Department of Surgery, University of Maryland, Baltimore, MD 21201, USA.
Department of Cardiothoracic Surgery, University of Pittsburgh, Pittsburgh, PA 15213, USA.
Sci Transl Med. 2024 Aug 21;16(761):eadl4222. doi: 10.1126/scitranslmed.adl4222.
Respiratory failure occurs more frequently after thoracic surgery than abdominal surgery. Although the etiology for this complication is frequently attributed to underlying lung disease present in patients undergoing thoracic surgery, this notion is often unfounded because many patients with normal preoperative pulmonary function often require prolonged oxygen supplementation even after minimal resection of lung tissue. Using a murine model of pulmonary resection and peripheral blood samples from patients undergoing resection of the lung or abdominal organs, we demonstrated that lung surgery initiates a proinflammatory loop that results in damage to the remaining lung tissue, noncardiogenic pulmonary edema, hypoxia, and even death. Specifically, we demonstrated that resection of murine lung tissue increased concentrations of the homeostatic cytokine interleukin-7, which led to local and systemic activation of type 2 innate lymphoid cells. This process activated lung-resident eosinophils and facilitated stress-induced eosinophil maturation in the bone marrow in a granulocyte-macrophage colony-stimulating factor-dependent manner, resulting in systemic eosinophilia in both mice and humans. Up-regulation of inducible nitric oxide synthase in lung-resident eosinophils led to tissue nitrosylation, pulmonary edema, hypoxia, and, at times, death. Disrupting this activation cascade at any stage ameliorated deleterious outcomes and improved survival after lung resection in the mouse model. Our data suggest that repurposing US Food and Drug Administration-approved eosinophil-targeting strategies may potentially offer a therapeutic intervention to improve outcomes for patients who require lung resection for benign or malignant etiology.

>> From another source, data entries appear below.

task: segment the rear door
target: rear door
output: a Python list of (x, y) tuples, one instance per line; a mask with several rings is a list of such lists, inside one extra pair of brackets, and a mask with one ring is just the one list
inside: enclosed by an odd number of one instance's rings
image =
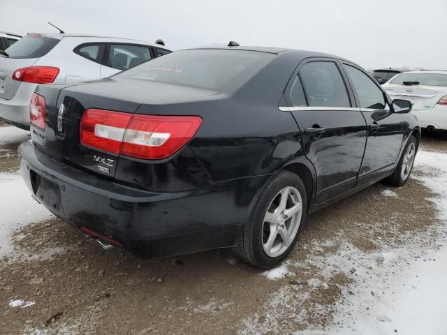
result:
[(352, 85), (357, 105), (361, 108), (368, 136), (359, 172), (359, 185), (376, 181), (394, 169), (404, 138), (402, 115), (393, 113), (385, 93), (363, 70), (343, 63)]
[(101, 67), (101, 76), (110, 77), (119, 72), (136, 66), (152, 58), (153, 51), (147, 45), (111, 43), (105, 50), (105, 57)]
[(366, 143), (366, 123), (336, 61), (301, 64), (285, 99), (301, 132), (307, 158), (317, 174), (316, 202), (357, 184)]

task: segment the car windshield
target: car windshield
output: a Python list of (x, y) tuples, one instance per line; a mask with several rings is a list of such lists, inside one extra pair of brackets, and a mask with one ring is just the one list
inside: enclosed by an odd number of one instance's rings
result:
[(156, 58), (114, 77), (230, 91), (274, 57), (266, 52), (237, 50), (182, 50)]
[(402, 73), (389, 82), (404, 85), (405, 83), (426, 86), (447, 87), (447, 73)]
[(60, 40), (38, 34), (30, 34), (5, 50), (10, 58), (38, 58), (45, 56)]
[(372, 73), (373, 77), (379, 77), (383, 79), (390, 79), (396, 75), (398, 72), (390, 72), (390, 71), (374, 71)]

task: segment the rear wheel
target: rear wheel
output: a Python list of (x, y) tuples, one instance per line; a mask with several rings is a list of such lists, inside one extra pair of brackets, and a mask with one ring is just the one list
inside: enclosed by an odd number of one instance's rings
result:
[(281, 171), (263, 189), (235, 252), (261, 268), (277, 265), (290, 253), (302, 228), (307, 196), (296, 174)]
[(393, 186), (402, 186), (406, 183), (413, 170), (417, 148), (416, 139), (414, 136), (411, 136), (402, 151), (396, 170), (393, 174), (384, 180), (386, 184)]

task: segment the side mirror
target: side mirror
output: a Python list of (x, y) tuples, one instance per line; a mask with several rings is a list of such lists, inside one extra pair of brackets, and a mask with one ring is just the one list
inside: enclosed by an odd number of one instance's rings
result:
[(395, 113), (409, 113), (413, 105), (408, 100), (395, 99), (393, 100), (393, 111)]

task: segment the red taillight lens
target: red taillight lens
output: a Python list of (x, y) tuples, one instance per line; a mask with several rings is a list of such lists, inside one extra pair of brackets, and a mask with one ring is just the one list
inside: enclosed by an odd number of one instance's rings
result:
[(447, 96), (441, 98), (441, 100), (438, 101), (438, 105), (447, 105)]
[(88, 110), (82, 116), (81, 143), (115, 154), (163, 159), (179, 151), (202, 124), (199, 117), (142, 115)]
[(31, 124), (41, 129), (45, 129), (45, 98), (34, 93), (29, 107), (29, 119)]
[(59, 68), (53, 66), (21, 68), (14, 71), (13, 79), (19, 82), (50, 84), (54, 81), (59, 71)]

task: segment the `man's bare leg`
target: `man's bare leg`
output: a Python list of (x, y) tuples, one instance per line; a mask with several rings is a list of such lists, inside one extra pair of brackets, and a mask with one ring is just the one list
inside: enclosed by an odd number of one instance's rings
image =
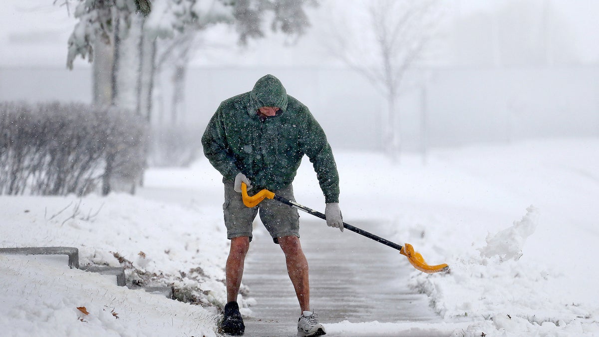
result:
[(231, 240), (231, 249), (226, 260), (227, 302), (237, 302), (239, 287), (243, 276), (246, 255), (250, 248), (250, 238), (247, 236), (234, 237)]
[(295, 288), (295, 294), (301, 311), (310, 311), (310, 282), (308, 276), (308, 260), (304, 255), (297, 236), (279, 238), (279, 244), (285, 254), (287, 272)]

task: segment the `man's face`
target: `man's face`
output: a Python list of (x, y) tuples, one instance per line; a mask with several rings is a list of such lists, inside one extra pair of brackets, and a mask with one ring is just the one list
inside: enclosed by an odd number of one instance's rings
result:
[(264, 116), (272, 117), (277, 113), (277, 112), (279, 110), (279, 109), (277, 107), (262, 107), (258, 110), (259, 110), (260, 112)]

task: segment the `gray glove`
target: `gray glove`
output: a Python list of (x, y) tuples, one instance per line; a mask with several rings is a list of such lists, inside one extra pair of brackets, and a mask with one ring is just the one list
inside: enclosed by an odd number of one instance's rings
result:
[(241, 192), (242, 182), (246, 183), (246, 185), (247, 185), (248, 191), (252, 189), (252, 183), (250, 183), (250, 179), (247, 179), (245, 174), (240, 172), (235, 176), (235, 182), (233, 183), (233, 189), (235, 192)]
[(338, 228), (343, 231), (343, 218), (341, 215), (339, 203), (329, 203), (325, 207), (326, 225)]

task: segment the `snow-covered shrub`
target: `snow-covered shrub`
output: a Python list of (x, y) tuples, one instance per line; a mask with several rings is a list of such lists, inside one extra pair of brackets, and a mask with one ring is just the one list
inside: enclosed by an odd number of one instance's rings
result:
[(0, 103), (0, 194), (107, 194), (141, 176), (145, 122), (82, 103)]

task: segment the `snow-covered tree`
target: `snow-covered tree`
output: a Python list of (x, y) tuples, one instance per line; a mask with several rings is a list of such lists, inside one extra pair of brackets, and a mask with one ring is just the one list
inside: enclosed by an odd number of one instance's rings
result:
[(382, 143), (394, 159), (401, 149), (397, 106), (407, 71), (421, 61), (435, 37), (440, 11), (437, 0), (344, 1), (352, 11), (332, 17), (329, 51), (383, 95)]
[[(110, 104), (152, 118), (159, 67), (174, 65), (183, 80), (196, 32), (216, 23), (235, 25), (239, 43), (259, 38), (269, 27), (299, 37), (308, 26), (304, 8), (316, 0), (56, 0), (75, 4), (78, 19), (68, 41), (67, 67), (77, 57), (93, 64), (94, 104)], [(157, 55), (157, 39), (171, 50)], [(180, 119), (182, 97), (174, 98), (171, 121)]]
[[(109, 98), (106, 90), (95, 93), (96, 103), (110, 101), (138, 113), (149, 113), (147, 104), (152, 88), (147, 86), (153, 74), (147, 72), (155, 68), (157, 37), (172, 38), (184, 31), (224, 22), (236, 26), (240, 42), (244, 44), (249, 38), (264, 36), (267, 17), (273, 30), (298, 36), (308, 25), (304, 6), (316, 3), (316, 0), (64, 0), (63, 3), (73, 1), (77, 4), (74, 16), (79, 22), (69, 39), (67, 66), (72, 68), (77, 56), (90, 62), (99, 55), (102, 61), (111, 59), (111, 67), (105, 62), (103, 69), (95, 72), (96, 89), (105, 87), (98, 83), (109, 82), (107, 73), (112, 86)], [(267, 16), (268, 12), (272, 14)]]

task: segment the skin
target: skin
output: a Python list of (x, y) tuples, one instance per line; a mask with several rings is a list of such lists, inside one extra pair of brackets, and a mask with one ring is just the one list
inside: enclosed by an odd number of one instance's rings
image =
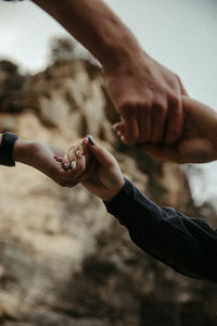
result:
[[(205, 163), (217, 160), (217, 113), (207, 105), (188, 97), (182, 98), (184, 127), (180, 140), (170, 147), (142, 145), (156, 159), (176, 163)], [(115, 158), (88, 138), (69, 148), (59, 162), (68, 165), (85, 156), (75, 184), (81, 183), (99, 198), (110, 201), (124, 186), (124, 177)], [(76, 167), (77, 168), (77, 167)]]
[(34, 0), (102, 64), (126, 145), (175, 143), (182, 131), (179, 77), (149, 57), (101, 0)]
[(182, 136), (170, 147), (144, 145), (141, 148), (157, 160), (175, 163), (206, 163), (217, 159), (217, 113), (188, 97), (182, 98)]
[[(76, 178), (87, 190), (110, 201), (124, 187), (125, 180), (115, 158), (100, 145), (91, 145), (88, 138), (82, 139), (77, 146), (73, 146), (67, 153), (69, 162), (78, 162), (82, 154), (85, 164), (82, 172)], [(61, 161), (61, 158), (55, 160)], [(64, 160), (66, 160), (64, 158)], [(65, 161), (62, 161), (64, 164)], [(76, 167), (77, 168), (77, 167)]]
[(54, 159), (65, 153), (65, 150), (55, 146), (18, 139), (14, 145), (13, 160), (35, 167), (62, 187), (74, 187), (74, 179), (82, 173), (85, 162), (78, 160), (76, 171), (65, 171)]

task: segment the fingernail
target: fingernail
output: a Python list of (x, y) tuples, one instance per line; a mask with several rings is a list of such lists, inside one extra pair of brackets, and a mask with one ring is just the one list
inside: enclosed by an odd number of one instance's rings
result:
[(115, 131), (115, 133), (117, 131), (117, 126), (118, 126), (118, 124), (119, 124), (119, 123), (116, 123), (116, 124), (114, 124), (114, 125), (112, 126), (113, 131)]
[(93, 137), (92, 137), (91, 135), (88, 136), (88, 140), (89, 140), (89, 142), (90, 142), (92, 146), (95, 145), (95, 141), (94, 141), (94, 139), (93, 139)]
[(120, 139), (123, 142), (125, 142), (125, 136), (122, 136)]
[(69, 166), (68, 166), (67, 163), (64, 163), (64, 164), (63, 164), (63, 168), (64, 168), (64, 170), (68, 170), (68, 167), (69, 167)]
[(75, 168), (76, 168), (76, 166), (77, 166), (76, 162), (75, 162), (75, 161), (73, 161), (73, 162), (71, 163), (71, 166), (72, 166), (72, 170), (75, 170)]

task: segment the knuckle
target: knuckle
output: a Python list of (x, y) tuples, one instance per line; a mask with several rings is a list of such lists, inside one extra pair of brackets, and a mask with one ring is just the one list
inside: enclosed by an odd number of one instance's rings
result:
[(153, 112), (157, 115), (165, 115), (167, 112), (167, 105), (164, 103), (156, 103), (153, 108)]
[(181, 99), (179, 97), (171, 96), (169, 98), (169, 103), (175, 113), (181, 112)]

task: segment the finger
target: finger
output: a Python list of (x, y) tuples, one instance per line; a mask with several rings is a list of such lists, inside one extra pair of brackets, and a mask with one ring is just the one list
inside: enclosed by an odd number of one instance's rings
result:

与腹部手术相比,胸部手术后更常发生呼吸衰竭。尽管这种并发症的病因通常归因于接受胸部手术的患者存在基础肺部疾病,但这种观念往往没有依据,因为许多术前肺功能正常的患者即使在进行最小的肺组织切除术后也常常需要长时间的氧补充。通过对肺切除术的小鼠模型以及来自接受肺或腹部器官切除术的患者的外周血样本进行研究,我们证明肺手术会引发促炎循环,从而导致剩余肺组织受损、非心源性肺水肿、缺氧,甚至死亡。具体而言,我们证明了切除小鼠的肺组织会增加稳态细胞因子白细胞介素 7 的浓度,从而导致 2 型固有淋巴细胞在局部和全身被激活。这个过程以粒细胞-巨噬细胞集落刺激因子依赖性的方式激活肺驻留嗜酸性粒细胞,并促进骨髓中的应激诱导的嗜酸性粒细胞成熟,导致在小鼠和人类中出现全身嗜酸性粒细胞增多症。肺驻留嗜酸性粒细胞中诱导型一氧化氮合酶的上调导致组织亚硝基化、肺水肿、缺氧,有时还会导致死亡。在任何阶段阻断这种激活级联反应都可以改善小鼠模型中肺切除术后的不良结果并提高生存率。我们的数据表明,重新利用美国食品和药物管理局批准的靶向嗜酸性粒细胞的策略可能为需要因良性或恶性病因进行肺切除术的患者提供治疗干预,以改善其预后。